Soon, voters will select official candidates for the Presidency in primaries. The “invisible primary” is the period beginning approximately the winter before the election year, when candidates start seeking support, and ends when the official primary ballots are cast. Dr. Elaine Kamarck tracks the measurable data in this invisible primary period, following how candidates are doing and what factors influence the run up to eventual nomination. Dr. Kamarck will take us to Brookings live tracker.
In addition to tracking the lead up within primaries, she also tracks the candidates across political parties. Which candidate has the most followers on social media, and does it matter? Which candidate gets the most press, and does it matter if the press coverage is positive or negative? How important is campaign fundraising? She will take us through these complex factors and more as she tells the story of how America elects its Presidents.
Elaine C. Kamarck, Founding Director, Center for Effective Public Management; Senior Fellow, Governance Studies, Brookings Institution
Elaine C. Kamarck is a Senior Fellow in the Governance Studies program as well as the Director of the Center for Effective Public Management at the Brookings Institution. She is an expert on American electoral politics and government innovation and reform in the United States, OECD nations, and developing countries. She focuses her research on the presidential nomination system and American politics and has worked in many American presidential campaigns. Kamarck is the author of “Primary Politics: Everything You Need to Know about How America Nominates Its Presidential Candidates” and “Why Presidents Fail And How They Can Succeed Again.” She
is also the author of “How Change Happens—or Doesn’t: The Politics of US Public Policy” and “The End of Government-As We Know It: Making Public Policy Work.”
Kamarck is also a Lecturer in Public Policy at the Harvard Kennedy School of Government. She started at the Kennedy School in 1997 after a career in politics and government. She has been a member of the Democratic National Committee and the DNC’s Rules Committee since 1997. She has participated actively in four presidential
campaigns and in ten nominating conventions—including two Republican conventions— and has served as a superdelegate to five Democratic conventions. In the 1980s, she was one of the founders of the New Democrat movement that helped elect Bill Clinton president. She served in the White House from 1993 to 1997, where she
created and managed the Clinton Administration’s National Performance Review, also known as the “reinventing government initiative.” At the Kennedy School, she served as Director of Visions of Governance for the Twenty-First Century and as Faculty Advisor to the Innovations in American Government Awards Program. In 2000, she took a leave of absence to work as Senior Policy Advisor to the Gore campaign.

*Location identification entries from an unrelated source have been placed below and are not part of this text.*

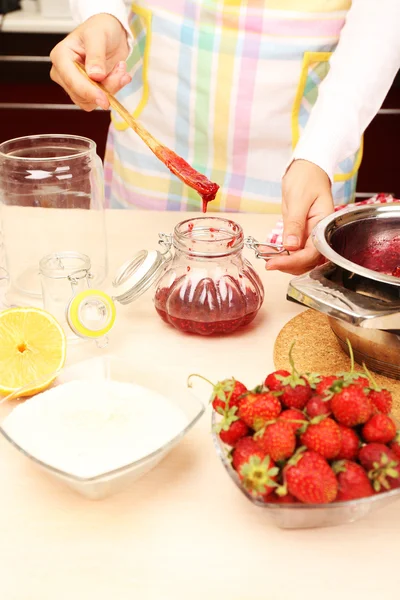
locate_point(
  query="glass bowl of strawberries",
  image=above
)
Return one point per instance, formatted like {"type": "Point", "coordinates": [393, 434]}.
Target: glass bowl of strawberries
{"type": "Point", "coordinates": [312, 451]}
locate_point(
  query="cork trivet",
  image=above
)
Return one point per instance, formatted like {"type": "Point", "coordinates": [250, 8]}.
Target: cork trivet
{"type": "Point", "coordinates": [317, 350]}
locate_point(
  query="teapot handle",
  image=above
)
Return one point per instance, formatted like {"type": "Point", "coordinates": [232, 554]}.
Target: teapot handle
{"type": "Point", "coordinates": [315, 290]}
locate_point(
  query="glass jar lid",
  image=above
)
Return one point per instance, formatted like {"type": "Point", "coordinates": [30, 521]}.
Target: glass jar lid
{"type": "Point", "coordinates": [138, 274]}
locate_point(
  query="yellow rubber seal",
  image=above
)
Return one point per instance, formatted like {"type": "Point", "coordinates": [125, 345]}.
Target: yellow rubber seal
{"type": "Point", "coordinates": [74, 317]}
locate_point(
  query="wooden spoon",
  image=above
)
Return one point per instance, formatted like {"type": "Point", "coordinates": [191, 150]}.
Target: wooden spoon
{"type": "Point", "coordinates": [177, 165]}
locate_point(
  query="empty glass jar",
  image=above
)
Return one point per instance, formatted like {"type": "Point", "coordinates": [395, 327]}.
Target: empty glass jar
{"type": "Point", "coordinates": [51, 201]}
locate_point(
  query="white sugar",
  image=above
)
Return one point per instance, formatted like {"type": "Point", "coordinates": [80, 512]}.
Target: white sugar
{"type": "Point", "coordinates": [87, 428]}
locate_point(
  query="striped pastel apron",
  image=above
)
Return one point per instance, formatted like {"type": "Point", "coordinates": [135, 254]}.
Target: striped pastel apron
{"type": "Point", "coordinates": [229, 85]}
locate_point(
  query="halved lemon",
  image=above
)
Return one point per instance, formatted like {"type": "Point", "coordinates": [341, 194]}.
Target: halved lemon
{"type": "Point", "coordinates": [32, 350]}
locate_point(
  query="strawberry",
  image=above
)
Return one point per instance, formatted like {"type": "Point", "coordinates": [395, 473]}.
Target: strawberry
{"type": "Point", "coordinates": [317, 406]}
{"type": "Point", "coordinates": [353, 481]}
{"type": "Point", "coordinates": [277, 440]}
{"type": "Point", "coordinates": [395, 445]}
{"type": "Point", "coordinates": [256, 409]}
{"type": "Point", "coordinates": [350, 443]}
{"type": "Point", "coordinates": [232, 434]}
{"type": "Point", "coordinates": [324, 385]}
{"type": "Point", "coordinates": [273, 383]}
{"type": "Point", "coordinates": [380, 428]}
{"type": "Point", "coordinates": [245, 448]}
{"type": "Point", "coordinates": [225, 394]}
{"type": "Point", "coordinates": [322, 436]}
{"type": "Point", "coordinates": [259, 476]}
{"type": "Point", "coordinates": [310, 479]}
{"type": "Point", "coordinates": [381, 400]}
{"type": "Point", "coordinates": [382, 466]}
{"type": "Point", "coordinates": [294, 417]}
{"type": "Point", "coordinates": [351, 406]}
{"type": "Point", "coordinates": [360, 381]}
{"type": "Point", "coordinates": [295, 390]}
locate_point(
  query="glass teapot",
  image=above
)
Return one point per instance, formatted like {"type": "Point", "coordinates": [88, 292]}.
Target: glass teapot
{"type": "Point", "coordinates": [203, 284]}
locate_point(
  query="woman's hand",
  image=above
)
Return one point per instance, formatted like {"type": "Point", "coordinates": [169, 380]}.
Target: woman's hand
{"type": "Point", "coordinates": [306, 199]}
{"type": "Point", "coordinates": [100, 43]}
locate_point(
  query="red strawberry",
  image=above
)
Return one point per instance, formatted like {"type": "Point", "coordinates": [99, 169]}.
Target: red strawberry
{"type": "Point", "coordinates": [294, 417]}
{"type": "Point", "coordinates": [380, 428]}
{"type": "Point", "coordinates": [232, 434]}
{"type": "Point", "coordinates": [351, 406]}
{"type": "Point", "coordinates": [277, 440]}
{"type": "Point", "coordinates": [353, 481]}
{"type": "Point", "coordinates": [274, 383]}
{"type": "Point", "coordinates": [296, 393]}
{"type": "Point", "coordinates": [350, 443]}
{"type": "Point", "coordinates": [382, 466]}
{"type": "Point", "coordinates": [257, 408]}
{"type": "Point", "coordinates": [245, 448]}
{"type": "Point", "coordinates": [259, 476]}
{"type": "Point", "coordinates": [226, 391]}
{"type": "Point", "coordinates": [317, 406]}
{"type": "Point", "coordinates": [296, 390]}
{"type": "Point", "coordinates": [324, 385]}
{"type": "Point", "coordinates": [322, 436]}
{"type": "Point", "coordinates": [360, 381]}
{"type": "Point", "coordinates": [395, 445]}
{"type": "Point", "coordinates": [381, 400]}
{"type": "Point", "coordinates": [310, 479]}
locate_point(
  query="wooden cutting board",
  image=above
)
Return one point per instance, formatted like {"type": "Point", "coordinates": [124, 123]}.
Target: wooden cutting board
{"type": "Point", "coordinates": [317, 350]}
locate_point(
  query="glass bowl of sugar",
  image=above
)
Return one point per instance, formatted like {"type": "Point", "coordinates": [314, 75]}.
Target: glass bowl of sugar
{"type": "Point", "coordinates": [102, 424]}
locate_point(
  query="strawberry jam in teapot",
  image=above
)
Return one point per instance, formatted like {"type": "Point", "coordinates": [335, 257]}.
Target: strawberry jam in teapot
{"type": "Point", "coordinates": [208, 287]}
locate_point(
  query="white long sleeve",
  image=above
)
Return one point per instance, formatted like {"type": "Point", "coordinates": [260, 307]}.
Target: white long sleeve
{"type": "Point", "coordinates": [84, 9]}
{"type": "Point", "coordinates": [363, 68]}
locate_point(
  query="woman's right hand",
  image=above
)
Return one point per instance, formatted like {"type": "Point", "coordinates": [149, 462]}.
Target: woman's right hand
{"type": "Point", "coordinates": [100, 44]}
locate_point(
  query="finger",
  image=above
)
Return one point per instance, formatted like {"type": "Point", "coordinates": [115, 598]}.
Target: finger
{"type": "Point", "coordinates": [65, 73]}
{"type": "Point", "coordinates": [297, 263]}
{"type": "Point", "coordinates": [117, 79]}
{"type": "Point", "coordinates": [95, 44]}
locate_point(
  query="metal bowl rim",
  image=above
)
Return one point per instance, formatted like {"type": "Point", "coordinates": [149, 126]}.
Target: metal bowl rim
{"type": "Point", "coordinates": [354, 214]}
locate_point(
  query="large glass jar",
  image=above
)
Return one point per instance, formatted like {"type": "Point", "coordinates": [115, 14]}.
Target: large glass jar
{"type": "Point", "coordinates": [51, 201]}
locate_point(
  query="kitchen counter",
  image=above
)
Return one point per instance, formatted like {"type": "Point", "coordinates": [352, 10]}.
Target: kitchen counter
{"type": "Point", "coordinates": [184, 530]}
{"type": "Point", "coordinates": [20, 21]}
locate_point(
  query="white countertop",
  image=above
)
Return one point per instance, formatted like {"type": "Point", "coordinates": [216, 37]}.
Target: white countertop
{"type": "Point", "coordinates": [20, 21]}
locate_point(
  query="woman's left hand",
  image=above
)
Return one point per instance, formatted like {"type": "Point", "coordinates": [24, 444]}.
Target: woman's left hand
{"type": "Point", "coordinates": [306, 199]}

Kamarck conducts research on 21st century government, the role of the Internet in political campaigns, homeland defense, intelligence reorganization, and governmental reform and innovation. Kamarck makes regular appearances in the media, including segments on: ABC, CBS, NBC, the BBC, CNN, Fox News Now New England Cable News, and National Public Radio. Kamarck received her Ph.D. in political science from the University of California, Berkeley.